WRAL WeatherCenter Blog

Astronomy Days returns to Museum of Natural Sciences

Posted January 23

Learn more about icy visitors like C/2002 V1 (NEAT), seen here taken in an image taken by a 0.9-meter telescope at Kitt Peak National Observatory near Tucson, Ariz. in May 2004. (credit: NASA)

Astronomy Days returns to the North Carolina Museum of Natural Sciences this weekend. This two-day event is free and fun for the whole family whether you are a seasoned amateur astronomy or just curious about the night sky. 

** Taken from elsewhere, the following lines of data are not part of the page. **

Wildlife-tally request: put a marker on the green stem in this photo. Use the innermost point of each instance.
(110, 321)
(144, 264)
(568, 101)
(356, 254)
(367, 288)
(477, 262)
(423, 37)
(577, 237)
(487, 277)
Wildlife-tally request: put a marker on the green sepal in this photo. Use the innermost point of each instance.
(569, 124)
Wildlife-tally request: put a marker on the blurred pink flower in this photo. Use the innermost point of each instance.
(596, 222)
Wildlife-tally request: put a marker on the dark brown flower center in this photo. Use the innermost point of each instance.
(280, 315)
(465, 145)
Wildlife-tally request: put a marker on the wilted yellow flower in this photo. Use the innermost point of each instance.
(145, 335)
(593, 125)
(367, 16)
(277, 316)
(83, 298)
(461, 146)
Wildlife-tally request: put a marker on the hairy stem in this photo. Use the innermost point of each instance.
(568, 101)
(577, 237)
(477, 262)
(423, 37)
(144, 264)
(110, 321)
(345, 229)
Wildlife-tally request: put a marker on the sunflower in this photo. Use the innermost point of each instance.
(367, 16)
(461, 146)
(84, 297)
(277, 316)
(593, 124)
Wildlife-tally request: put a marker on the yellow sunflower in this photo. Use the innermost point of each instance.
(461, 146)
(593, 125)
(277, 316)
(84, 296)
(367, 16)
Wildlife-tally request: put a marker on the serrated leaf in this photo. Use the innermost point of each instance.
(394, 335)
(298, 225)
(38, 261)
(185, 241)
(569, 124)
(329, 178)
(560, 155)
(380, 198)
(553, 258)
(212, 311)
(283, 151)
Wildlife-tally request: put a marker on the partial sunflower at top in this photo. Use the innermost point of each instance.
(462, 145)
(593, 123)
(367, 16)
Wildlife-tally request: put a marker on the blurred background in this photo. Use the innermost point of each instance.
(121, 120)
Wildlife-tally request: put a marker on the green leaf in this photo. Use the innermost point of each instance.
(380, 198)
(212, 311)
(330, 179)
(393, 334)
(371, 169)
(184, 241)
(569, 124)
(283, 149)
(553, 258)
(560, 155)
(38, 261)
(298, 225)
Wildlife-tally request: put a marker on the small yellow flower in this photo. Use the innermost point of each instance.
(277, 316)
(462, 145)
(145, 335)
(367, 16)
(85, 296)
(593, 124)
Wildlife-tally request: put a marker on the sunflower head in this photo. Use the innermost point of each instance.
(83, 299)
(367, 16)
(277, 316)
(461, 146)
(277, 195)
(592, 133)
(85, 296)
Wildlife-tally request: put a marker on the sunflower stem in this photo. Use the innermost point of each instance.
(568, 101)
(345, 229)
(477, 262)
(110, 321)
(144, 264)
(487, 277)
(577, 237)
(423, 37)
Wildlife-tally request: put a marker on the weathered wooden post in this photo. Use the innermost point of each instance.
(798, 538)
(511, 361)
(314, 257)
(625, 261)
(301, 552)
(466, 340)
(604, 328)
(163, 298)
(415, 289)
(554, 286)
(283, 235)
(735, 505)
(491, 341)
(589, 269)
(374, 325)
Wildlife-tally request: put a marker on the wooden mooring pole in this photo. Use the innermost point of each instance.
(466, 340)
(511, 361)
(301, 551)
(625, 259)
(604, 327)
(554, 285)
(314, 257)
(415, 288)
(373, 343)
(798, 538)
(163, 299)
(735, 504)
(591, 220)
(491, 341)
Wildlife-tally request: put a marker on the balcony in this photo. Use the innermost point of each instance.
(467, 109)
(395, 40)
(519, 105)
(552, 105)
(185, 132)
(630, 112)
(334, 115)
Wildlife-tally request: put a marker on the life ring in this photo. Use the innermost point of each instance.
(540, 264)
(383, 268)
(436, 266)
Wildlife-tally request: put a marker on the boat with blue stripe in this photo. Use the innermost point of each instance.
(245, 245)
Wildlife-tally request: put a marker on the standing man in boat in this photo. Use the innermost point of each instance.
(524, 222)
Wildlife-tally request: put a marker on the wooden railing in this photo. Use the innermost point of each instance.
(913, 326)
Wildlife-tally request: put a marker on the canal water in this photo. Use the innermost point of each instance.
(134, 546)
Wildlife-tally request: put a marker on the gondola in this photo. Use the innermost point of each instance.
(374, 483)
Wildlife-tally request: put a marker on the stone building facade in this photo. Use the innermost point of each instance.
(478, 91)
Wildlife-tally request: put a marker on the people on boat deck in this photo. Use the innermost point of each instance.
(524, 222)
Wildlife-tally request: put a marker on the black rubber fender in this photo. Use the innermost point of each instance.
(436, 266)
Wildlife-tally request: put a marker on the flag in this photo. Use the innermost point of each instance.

This year’s theme is comets. For the younger explorers, there will be face painting and a chance to meet the (real) animals of the constellations.

Kids of all ages will enjoy making and launching their own bottle rockets and visiting dozens of exhibits hosted by area astronomy clubs, university physics departments, and more. 

A variety of speakers from area museums, universities and NASA representatives will be giving talks throughout the weekend. Subjects cover everything from the search for planets outside our solar system, to human missions to Mars, to the ever-popular question: “Is Pluto a Planet?” and much more. 

Dr. Rachel Smith, the museum's director for Astronomy & Astrophysics, will share a fascinating talk on life in our Solar System and beyond. Assistant Director Dr. Patrick Treuthardt will share his research into galaxies.

I’ll be kicking things off Saturday morning in the WRAL Auditorium with an overview of comets and near-earth objects. I’ll also have other talks throughout the weekend on the weather conditions throughout our solar system and a preview of NASA and other agency missions coming in 2014. 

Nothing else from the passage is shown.